You might have heard rumours of the warm water in Desolation Sound, which are often described as “the warmest ocean temperature north of Mexico.” But why is this the case, exactly, and what does that mean for your kayak vacation?
First, the facts: In the summer months Desolation Sound can have water temperatures reaching up to 24 degrees celsius (or 75 degrees Fahrenheit)! This is exacerbated by shallow bays and rising tides coming in over sunbaked rocks, and creates swimming and snorkeling conditions previously unimaginable in coastal British Columbia—wetsuits are certainly not required!
The main reason for these tropical-like warm ocean temperatures is due to a fortunate quirk of geography. Located on the inside roughly halfway across the northern and southern points of Vancouver Island, Desolation Sound lies at the convergence of the tidal flow from both directions.
This means that there is much less tidal movement or major currents in the Sound, and allows the relatively stationary ocean water to be warmed by the hot sun throughout the summer, leading to much higher seasonal temperatures.

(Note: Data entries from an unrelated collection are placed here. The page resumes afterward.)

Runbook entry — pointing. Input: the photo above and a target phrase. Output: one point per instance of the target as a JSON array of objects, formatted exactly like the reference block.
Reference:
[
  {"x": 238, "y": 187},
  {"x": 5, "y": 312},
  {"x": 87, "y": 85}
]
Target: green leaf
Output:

Desolation Sound and the Salish Sea are also situated in a minor rainshadow in the lee of the mountains of Vancouver Island, often called the Georgia Depression, that is generally much drier and clearer in the summer months than other parts of the BC coast, which means we get plenty of sun from May to September to warm the ocean to perfect swimming temperatures!
And it’s not just the ocean, the upland areas of Desolation Sound Marine Park are home to many hidden freshwater lakes that are even warmer than the sea, and are popular day trips from places like the Curme Islands for kayakers.
For 25 years, guests on our multi-day camping tours and eco-resort packages have revelled in these comfortable conditions. It is not uncommon in the heart of summer to have people swimming and sunbathing right up to the moment the sun sets over Vancouver Island, and there is nothing more rewarding than landing after a full day of exploring the coast by kayak and throwing yourself in the ocean for a refreshing dip.
Snorkelling sans wetsuit is very common—but if you’re worried about the chill then packing along a shorty wetsuit is also an option—and opens up a world of colourful and prolific marine life just below the surface. Sea stars, anemones, urchins and sea cucumbers are all common in these waters.
And for the truly adventurous: a night time swim amongst the glowing phosphorescence is often a truly once in a lifetime moment!